The name Zibia, which signifies “doe” or “gazelle,” appears in the royal chronicles of the Kingdom of Judah as the mother of King Joash. Her presence in the sacred text is brief yet essential, serving as a reminder of the sovereign hand of the Lord in the preservation of the Davidic line during a time of unprecedented apostasy and murderous ambition.
Zibia is identified in 2 Kings 12:1 and 2 Chronicles 24:1 as a woman of Beersheba who became the wife of King Ahaziah and the mother of Joash. Her son’s life was nothing short of a miraculous rescue; when the wicked Queen Athaliah seized the throne and sought to destroy all the royal seed, the infant Joash was hidden away in the house of the Lord by his aunt, Jehosheba. For six years, while Athaliah reigned in terror, the young prince remained protected. Zibia, as the mother of the future king, was the vessel through which the Lord ensured that the lineage of David would not be extinguished by the hand of an usurper.
The mention of her origin—Beersheba—is highly significant. Beersheba was a city of antiquity and spiritual importance, often associated with the covenants made by Abraham and Isaac. By recording that Zibia was a woman of Beersheba, the scripture provides a sense of ancestral continuity and integrity. She was not a foreigner or a stranger to the history of the covenant, but a woman whose roots were deep in the soil of the promise.
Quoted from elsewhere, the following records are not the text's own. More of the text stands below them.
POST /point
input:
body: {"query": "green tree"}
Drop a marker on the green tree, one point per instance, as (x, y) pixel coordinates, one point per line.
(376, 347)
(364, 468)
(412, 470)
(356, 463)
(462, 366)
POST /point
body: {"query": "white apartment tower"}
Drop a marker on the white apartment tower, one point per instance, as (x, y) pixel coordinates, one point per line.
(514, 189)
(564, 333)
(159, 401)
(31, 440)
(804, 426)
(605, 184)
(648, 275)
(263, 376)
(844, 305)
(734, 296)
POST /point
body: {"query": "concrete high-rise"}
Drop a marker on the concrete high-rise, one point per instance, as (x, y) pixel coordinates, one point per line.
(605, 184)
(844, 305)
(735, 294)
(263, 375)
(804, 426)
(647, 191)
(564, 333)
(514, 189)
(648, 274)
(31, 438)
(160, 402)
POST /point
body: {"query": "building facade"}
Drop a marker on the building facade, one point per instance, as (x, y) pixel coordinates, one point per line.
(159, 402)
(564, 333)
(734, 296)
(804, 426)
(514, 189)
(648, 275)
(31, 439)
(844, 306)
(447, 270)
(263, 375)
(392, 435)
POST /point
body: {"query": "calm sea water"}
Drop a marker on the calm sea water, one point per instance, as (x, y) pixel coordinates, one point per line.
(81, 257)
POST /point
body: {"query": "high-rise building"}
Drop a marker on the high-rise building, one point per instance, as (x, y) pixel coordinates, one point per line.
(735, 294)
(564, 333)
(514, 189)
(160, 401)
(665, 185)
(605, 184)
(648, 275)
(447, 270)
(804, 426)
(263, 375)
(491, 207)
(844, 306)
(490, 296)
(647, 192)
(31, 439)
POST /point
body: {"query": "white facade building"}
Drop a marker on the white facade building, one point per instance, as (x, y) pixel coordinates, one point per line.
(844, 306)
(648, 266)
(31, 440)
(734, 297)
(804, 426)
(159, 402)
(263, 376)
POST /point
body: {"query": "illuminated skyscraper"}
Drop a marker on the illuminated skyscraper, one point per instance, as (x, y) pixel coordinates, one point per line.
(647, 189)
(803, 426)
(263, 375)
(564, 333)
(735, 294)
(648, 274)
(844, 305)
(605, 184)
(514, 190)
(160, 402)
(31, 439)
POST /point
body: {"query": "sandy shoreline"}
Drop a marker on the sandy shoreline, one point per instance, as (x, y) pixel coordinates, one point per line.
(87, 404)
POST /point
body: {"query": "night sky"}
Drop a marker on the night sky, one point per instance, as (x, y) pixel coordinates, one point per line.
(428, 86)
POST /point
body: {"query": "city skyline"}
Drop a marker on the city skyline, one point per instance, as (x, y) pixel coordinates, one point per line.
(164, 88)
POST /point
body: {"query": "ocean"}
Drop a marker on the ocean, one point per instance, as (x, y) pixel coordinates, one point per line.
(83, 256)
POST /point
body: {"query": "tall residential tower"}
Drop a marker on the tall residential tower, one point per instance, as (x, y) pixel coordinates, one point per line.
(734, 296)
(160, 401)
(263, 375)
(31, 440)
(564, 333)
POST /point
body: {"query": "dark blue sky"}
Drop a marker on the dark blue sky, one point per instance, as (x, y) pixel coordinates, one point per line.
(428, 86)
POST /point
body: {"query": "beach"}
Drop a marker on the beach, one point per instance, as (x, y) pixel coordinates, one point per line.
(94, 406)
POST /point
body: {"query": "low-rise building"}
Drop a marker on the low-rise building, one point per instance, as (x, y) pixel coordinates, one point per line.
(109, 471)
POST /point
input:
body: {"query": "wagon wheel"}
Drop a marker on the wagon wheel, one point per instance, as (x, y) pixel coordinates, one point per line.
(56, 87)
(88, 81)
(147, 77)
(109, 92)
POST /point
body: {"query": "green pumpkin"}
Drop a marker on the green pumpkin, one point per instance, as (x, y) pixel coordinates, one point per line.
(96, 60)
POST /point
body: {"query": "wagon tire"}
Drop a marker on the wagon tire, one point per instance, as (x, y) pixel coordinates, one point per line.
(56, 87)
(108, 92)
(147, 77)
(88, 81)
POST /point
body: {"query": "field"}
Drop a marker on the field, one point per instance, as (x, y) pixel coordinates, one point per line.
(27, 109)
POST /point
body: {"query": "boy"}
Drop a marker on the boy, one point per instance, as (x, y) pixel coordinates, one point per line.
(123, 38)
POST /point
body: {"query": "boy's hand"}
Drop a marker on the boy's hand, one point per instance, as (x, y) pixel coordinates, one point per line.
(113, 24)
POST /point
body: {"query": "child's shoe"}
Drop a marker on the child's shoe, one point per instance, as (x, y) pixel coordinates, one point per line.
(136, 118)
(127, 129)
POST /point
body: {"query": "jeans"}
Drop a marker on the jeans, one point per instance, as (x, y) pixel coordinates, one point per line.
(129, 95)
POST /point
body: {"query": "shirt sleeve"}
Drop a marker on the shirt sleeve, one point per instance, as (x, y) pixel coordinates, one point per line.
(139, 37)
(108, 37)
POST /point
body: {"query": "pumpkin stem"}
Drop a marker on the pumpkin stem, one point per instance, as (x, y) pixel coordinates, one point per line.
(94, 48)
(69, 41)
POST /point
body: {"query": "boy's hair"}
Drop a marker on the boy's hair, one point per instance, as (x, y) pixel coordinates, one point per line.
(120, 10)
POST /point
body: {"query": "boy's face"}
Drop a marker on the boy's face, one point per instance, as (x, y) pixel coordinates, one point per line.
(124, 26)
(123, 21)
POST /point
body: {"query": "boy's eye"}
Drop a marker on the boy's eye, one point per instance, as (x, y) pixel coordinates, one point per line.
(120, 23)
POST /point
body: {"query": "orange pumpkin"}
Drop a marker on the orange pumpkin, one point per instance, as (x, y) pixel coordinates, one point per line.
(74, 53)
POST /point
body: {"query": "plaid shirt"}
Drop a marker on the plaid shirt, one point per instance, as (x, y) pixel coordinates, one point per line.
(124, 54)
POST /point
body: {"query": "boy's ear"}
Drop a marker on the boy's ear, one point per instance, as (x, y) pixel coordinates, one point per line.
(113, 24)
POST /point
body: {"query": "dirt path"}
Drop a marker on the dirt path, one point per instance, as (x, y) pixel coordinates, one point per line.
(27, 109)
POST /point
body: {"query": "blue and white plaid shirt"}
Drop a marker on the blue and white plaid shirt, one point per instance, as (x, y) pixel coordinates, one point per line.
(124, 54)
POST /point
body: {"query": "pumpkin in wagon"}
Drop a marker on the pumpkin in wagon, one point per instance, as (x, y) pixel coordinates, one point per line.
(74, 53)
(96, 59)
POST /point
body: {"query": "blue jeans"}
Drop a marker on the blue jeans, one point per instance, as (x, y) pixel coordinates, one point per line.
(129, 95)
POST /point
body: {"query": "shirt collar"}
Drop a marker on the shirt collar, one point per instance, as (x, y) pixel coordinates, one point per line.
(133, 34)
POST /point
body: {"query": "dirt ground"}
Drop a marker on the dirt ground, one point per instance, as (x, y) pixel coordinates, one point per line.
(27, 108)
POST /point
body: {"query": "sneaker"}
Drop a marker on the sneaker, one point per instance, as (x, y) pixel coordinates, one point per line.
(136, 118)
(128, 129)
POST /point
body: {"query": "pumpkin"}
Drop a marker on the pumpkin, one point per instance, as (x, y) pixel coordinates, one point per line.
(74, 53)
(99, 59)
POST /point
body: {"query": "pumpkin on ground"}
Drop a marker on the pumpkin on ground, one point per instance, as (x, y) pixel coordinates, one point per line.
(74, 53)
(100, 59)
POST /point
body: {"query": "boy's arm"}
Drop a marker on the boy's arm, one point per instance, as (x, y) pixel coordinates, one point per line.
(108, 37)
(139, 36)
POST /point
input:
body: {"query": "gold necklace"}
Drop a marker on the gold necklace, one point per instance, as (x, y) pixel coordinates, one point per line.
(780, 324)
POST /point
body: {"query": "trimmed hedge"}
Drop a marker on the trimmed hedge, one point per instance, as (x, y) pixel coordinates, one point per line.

Her life as a mother, though lived in the shadow of political upheaval, was part of the divine architecture that brought about the restoration of the throne to the house of David.
Zibia stands as a witness to the Lord’s faithfulness to His promise. Throughout the turbulent history of the kings, it was often the quiet presence of mothers and the intervention of the faithful that preserved the witness of the Truth. Her name, evocative of the grace and swiftness of a gazelle, reminds the reader that even in the midst of the most destructive and godless regimes, the Lord is secretly and surely moving to accomplish His purposes. She remains an enduring figure of the preservation of the royal seed, a necessary link in the chain that would eventually lead to the King of Kings.